California's Water- A Common Bond
California’s farmers and consumers share a common bond when it comes to our water supply.
We are all bound by the limits of what nature provides, but by deliberately improving how we store, move, and manage our water, Californians can limit drought, minimize flooding, grow our economy, protect the environment, and prepare our state for future generations.
When it comes to water supply, farmers and consumers are on the same side of the table.
We All Share California's Water Supply
California's constitution holds our water in trust for all the people of the state, no matter where in the state you are.
The State issues permits to use water for a specific place and time. The same water may be recycled and a new permit issued for the same water several times. This sometimes confuses people into believing the State issues more permits than there is water.
California moves water from places of abundance to places of scarcity, and stores water from periods of plenty to periods of shortage using networks of reservoirs, pumps and canals. Much of this complex water infrastructure is more than 50 years old.
Learn more about the water infrastructure we rely on.
Californians Need Reliable Water
Consumers depend on clean, reliable supplies of water for domestic needs including cooking, cleaning, drinking and bathing.

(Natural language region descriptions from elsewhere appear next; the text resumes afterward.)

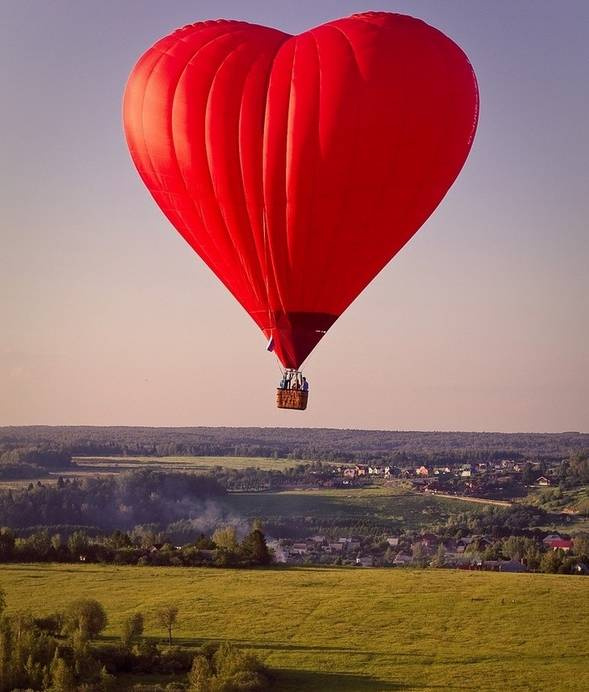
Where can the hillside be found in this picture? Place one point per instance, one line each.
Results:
(351, 629)
(313, 443)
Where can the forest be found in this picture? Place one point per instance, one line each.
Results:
(295, 443)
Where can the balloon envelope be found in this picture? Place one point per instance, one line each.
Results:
(298, 166)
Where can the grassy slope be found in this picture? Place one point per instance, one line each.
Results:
(353, 629)
(390, 506)
(187, 462)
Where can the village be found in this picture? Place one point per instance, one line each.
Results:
(424, 550)
(487, 479)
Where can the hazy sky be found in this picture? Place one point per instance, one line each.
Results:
(108, 317)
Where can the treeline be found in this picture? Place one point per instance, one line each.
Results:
(111, 502)
(296, 443)
(62, 652)
(495, 521)
(32, 462)
(139, 547)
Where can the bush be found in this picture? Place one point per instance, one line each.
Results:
(87, 616)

Farmers use water to grow the crops that feed and clothe us. Our farmers grow more than 400 food, fiber and nursery crops, 14 of which are grown exclusively in California.

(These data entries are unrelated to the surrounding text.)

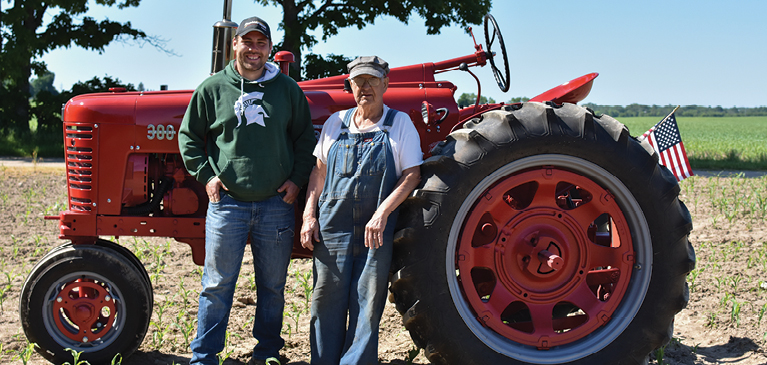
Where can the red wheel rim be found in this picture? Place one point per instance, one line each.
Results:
(545, 257)
(83, 310)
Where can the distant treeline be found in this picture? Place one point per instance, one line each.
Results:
(639, 110)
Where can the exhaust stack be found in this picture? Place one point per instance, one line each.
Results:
(223, 32)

It is the same water supply reliability that consumers depend on that helps farmers grow the wide variety of foods we find at the grocery store, when supplies are interrupted by our broken water system, we are all at risk.
California's Water Infrastructure
California's network of reservoirs, canals, and pumping stations form the backbone of our water supply system.
Much of California’s water supply system was designed and built more than 50 years ago. Over the years California’s population has grown and the system that was designed to provide water to 20 million people simply can’t keep up with a population that is almost double that today.
In order to meet our future needs California must invest in additional conservation and recycling as well as new supplies that can be stored in reservoirs or groundwater aquifers and moved efficiently to parts of the state where they are needed.Learn more about California's water infrastructure.
Responsible Water Use
The state constitution reminds us that we share a responsibility to put water to beneficial uses. Growing food and fiber, providing jobs, protecting our communities- these are all recognized beneficial uses.
State law also requires that California's farms and cities plan carefully and manage water efficiently.
California's water suppliers measure and monitor water distribution carefully in order to maximize efficiency, eliminate waste, and protect our shared resources.